Which leads us to today’s question:
Are you a fan of the idea of a flag football Pro Bowl?
My answer: I’m disengaged yet optimistic.
I held out hope for a long time on the Pro Bowl, but each year the tide of erosion makes it harder and harder to believe there was a time when it mattered—and even then, I fear the rose-colored glasses of the past obfuscate what was always just an elaborate excuse to take a trip to Hawaii and we don’t even have that no more. Just because there was a full game in the past of AFC against the NFC didn’t mean it was good, or competitive, or damn near anything that resembled a functioning All-Star game.

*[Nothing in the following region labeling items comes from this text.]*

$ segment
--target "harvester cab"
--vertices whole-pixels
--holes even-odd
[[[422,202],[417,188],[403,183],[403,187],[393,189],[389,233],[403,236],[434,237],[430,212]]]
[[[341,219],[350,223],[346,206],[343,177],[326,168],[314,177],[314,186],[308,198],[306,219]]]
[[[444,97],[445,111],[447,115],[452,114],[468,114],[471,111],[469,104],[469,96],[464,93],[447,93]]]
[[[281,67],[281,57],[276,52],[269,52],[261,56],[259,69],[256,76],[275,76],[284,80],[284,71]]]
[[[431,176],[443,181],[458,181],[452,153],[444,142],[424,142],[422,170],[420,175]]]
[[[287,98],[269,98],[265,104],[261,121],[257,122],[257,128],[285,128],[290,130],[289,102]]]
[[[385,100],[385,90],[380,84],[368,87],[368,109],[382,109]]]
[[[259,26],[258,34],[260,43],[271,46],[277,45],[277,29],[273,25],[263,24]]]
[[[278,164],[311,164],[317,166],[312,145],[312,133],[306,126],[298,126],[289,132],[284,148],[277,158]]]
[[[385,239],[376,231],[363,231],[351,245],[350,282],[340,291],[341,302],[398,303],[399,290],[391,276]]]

Flag football itself might be a joke to the neanderthal sports fan, but it’s a fascinating development in that this seems to be a side interest of the NFL the league is taking seriously. The NFL has partnered with the IFAF—an international body that promotes and governs American football in numerous countries—to promote flag football in recent years, and it’s clear there’s a hope they can sell this to be explored as an Olympic sport in some fashion. The league’s interest in flag football also extends to participation, and I’ve spoken with some people near the league that express that flag football is seen as a vehicle to reach a wider audience in participating in the sport, especially across gender lines.
But I don’t think professional athletes who play the tackle format of American football give a damn about a flag football game in the winter heat of Las Vegas. While the skills competitions have garnered interest and excitement, the game itself struggles and still feels hollow. Turning it into a flag football competition is fine on paper, but I suspect its participants still don’t care as much to play—and if they don’t care, it won’t be good, and the audience won’t care.
Nevertheless, I hold out hope it takes off because I’d like to have fun with the Pro Bowl again, if for no other reason than the sudden, abrupt onset of zero football is horrifying, enough to shock my system into seeking out XFL and USFL previews. I am becoming something horrifying.
Your turn. Flag football Pro Bowl: interesting development or affront in the eyes of God?